What is the difference between a church proclaiming Jesus as its spirtual
head and a bazaar which sells cheap Jesus artifacts? When will ordinary
folk become wise to this religious suasage making?

>Well, I ask you, what are we building here and
>where is "here" to and for you today?

Dear Andrew, I am fully aware how material wealth can help one to
accomplish things. For example, if I did not have a (somewhat
dillapidated) truck or money for fuel (which would have fed poor people
with 300 loaves of bread) I would not have been able to do the trip last
Saturday -- and write today somewhat disillusioned about it all.

But matter is for me primarily the "umlomo" (commutator) in
the associative pattern of wholeness
. mind * matter * mind
rather than
. matter * mind * matter
It seems as if I am setting up a dialectic here, but it is just
one outcome of the constructive-destructive dialectic of creativity.

When I think of the world of today, I think of a world almost ready, if
not already, falling apart from its very seams.

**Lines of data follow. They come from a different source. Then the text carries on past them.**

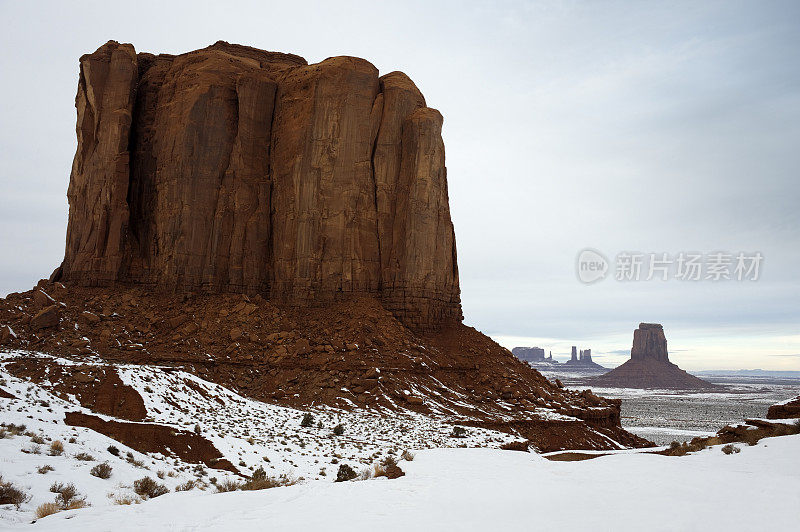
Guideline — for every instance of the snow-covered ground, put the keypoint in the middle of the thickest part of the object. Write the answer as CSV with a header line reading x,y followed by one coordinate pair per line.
x,y
250,434
488,489
446,487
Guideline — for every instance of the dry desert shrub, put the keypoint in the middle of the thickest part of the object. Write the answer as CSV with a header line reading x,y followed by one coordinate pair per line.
x,y
149,488
124,500
10,494
56,448
101,471
186,486
345,473
308,420
48,508
228,485
388,468
67,496
730,449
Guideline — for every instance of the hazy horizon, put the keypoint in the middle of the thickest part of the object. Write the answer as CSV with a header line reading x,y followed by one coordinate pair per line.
x,y
568,125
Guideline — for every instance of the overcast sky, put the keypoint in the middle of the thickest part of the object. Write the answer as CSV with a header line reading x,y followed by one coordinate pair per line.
x,y
618,126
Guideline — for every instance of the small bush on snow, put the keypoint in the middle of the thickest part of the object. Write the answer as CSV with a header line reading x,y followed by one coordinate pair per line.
x,y
101,471
345,473
67,496
260,481
56,448
48,508
730,449
10,494
228,485
186,486
147,487
458,432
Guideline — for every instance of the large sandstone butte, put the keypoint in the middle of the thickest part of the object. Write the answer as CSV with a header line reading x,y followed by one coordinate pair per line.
x,y
282,229
232,169
649,365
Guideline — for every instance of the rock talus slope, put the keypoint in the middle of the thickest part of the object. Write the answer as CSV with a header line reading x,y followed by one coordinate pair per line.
x,y
282,229
230,169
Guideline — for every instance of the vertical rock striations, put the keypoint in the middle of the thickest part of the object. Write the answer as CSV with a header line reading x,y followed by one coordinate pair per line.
x,y
231,169
649,365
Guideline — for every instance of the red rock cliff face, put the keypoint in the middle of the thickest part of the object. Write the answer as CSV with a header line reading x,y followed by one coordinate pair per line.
x,y
231,169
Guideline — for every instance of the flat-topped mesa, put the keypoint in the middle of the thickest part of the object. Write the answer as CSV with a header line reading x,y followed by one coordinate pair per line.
x,y
232,169
649,365
649,342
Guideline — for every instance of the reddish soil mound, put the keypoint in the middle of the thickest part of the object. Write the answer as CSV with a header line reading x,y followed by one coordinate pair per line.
x,y
345,354
152,438
96,388
786,410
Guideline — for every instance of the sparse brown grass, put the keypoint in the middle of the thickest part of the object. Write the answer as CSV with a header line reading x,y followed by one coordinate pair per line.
x,y
56,448
101,471
572,457
228,485
730,449
186,486
67,496
149,488
10,494
77,503
125,500
48,508
260,481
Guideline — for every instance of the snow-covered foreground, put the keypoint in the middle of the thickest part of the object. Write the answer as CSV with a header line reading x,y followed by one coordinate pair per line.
x,y
489,489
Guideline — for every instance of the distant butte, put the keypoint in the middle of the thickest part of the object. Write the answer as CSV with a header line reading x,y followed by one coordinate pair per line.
x,y
649,365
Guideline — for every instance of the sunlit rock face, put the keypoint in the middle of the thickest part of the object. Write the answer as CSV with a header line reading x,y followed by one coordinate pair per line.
x,y
232,169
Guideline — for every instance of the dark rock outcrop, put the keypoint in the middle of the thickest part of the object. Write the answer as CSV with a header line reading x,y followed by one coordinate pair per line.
x,y
649,365
231,169
529,354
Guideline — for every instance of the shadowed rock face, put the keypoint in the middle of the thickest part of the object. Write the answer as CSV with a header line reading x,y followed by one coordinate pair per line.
x,y
649,342
231,169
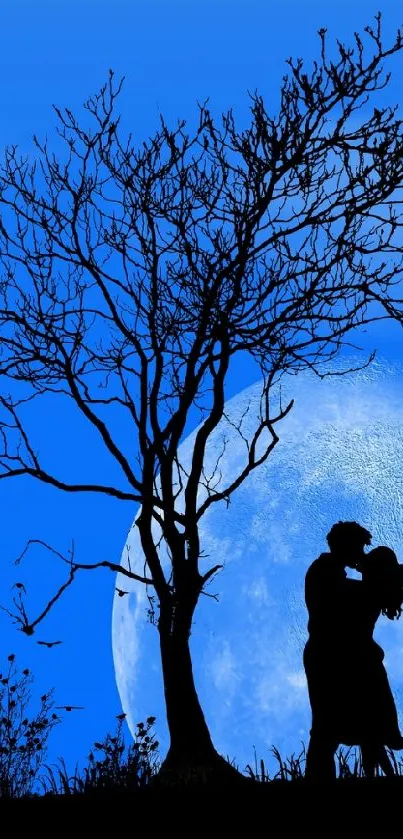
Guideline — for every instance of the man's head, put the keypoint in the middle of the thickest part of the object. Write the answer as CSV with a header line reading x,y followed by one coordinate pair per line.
x,y
347,540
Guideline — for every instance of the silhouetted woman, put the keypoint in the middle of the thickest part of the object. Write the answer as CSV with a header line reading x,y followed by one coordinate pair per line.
x,y
376,716
349,692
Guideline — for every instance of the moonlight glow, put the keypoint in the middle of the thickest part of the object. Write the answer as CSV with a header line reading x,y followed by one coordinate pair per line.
x,y
340,456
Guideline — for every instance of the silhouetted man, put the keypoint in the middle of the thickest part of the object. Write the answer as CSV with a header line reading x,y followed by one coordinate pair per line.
x,y
328,661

When I think of myself and
what I am building, it is to help other people to become aware through
authentic learning of the need for constructive creativity as well as to
let go of destructive creativity. This is the only use which I see left
over for dialecticism.

What will help us to understand constructive creativity better?

Stories like your "A Story about Paper" for sure, especially when such a
story becomes the topic of a LO-dialogue. Academical argumentations have
become almost powerless because of the complexity involved. It becomes
more diffcult by the day to distinguish the corn from the chaff. Perhaps
the best demostration is in the very concept of "entropy" as we often have
experienced on this LO-dialogue.

But one cannot sit and suck the story out of your thumb. The story has to
be at least authentic. Furthermore, it has to fire every learner's
constructive creativity. So we again complete the loop to "what is
constructive creativity". It is for this reason that I have developed what
I call the "elementary sustainers of creativity". Up to now I have
identified 5 of them. It is possible to subject each of them to academical
investigations. But without that deeper knowledge of them, they still work
exquisitely for people whatever the label other people could hand around
their necks. It is with them that we can break the stiffling loop of
customs and protocols.

Think about these elementary sustainers:- dialogue, problem-solving,
game-playing, exemplar-studying and art-expressing. Think about May's
endeavour. See if you can make a connection. Perhaps this is the reason
why you have written

>Let me own up to something. People like May frighten
>the living **** out of me.

As I have said earlier, when young kids in an elementary school live with
these sustainers during play-time OUTSIDE the classes (even though sadly
not also during teach-time INSIDE the classes), I feel not afraid for the
future. But when I see pupils at a secondary school and how little of the
kid is still in them, a deep sadness (rather than fright) comes over me.
Then I am reminded of Einstein's immortal words to the affect that we
ought to thank God that not all the scools have destroyed all the
creativity of all the people. Let us all be thankful for people like May
who is rediscovering and employing authentic schooling.

I pray that we will not become scavenging animals seeking the spirtual
carcasses of fellow humans to make a living. In the physical world
scavengers play a vital ecological role, but with the best intention
possible I cannot justify such a scavenger role for our "spiritual

Tell me, is there a place for scavengers in a Learning Organisation?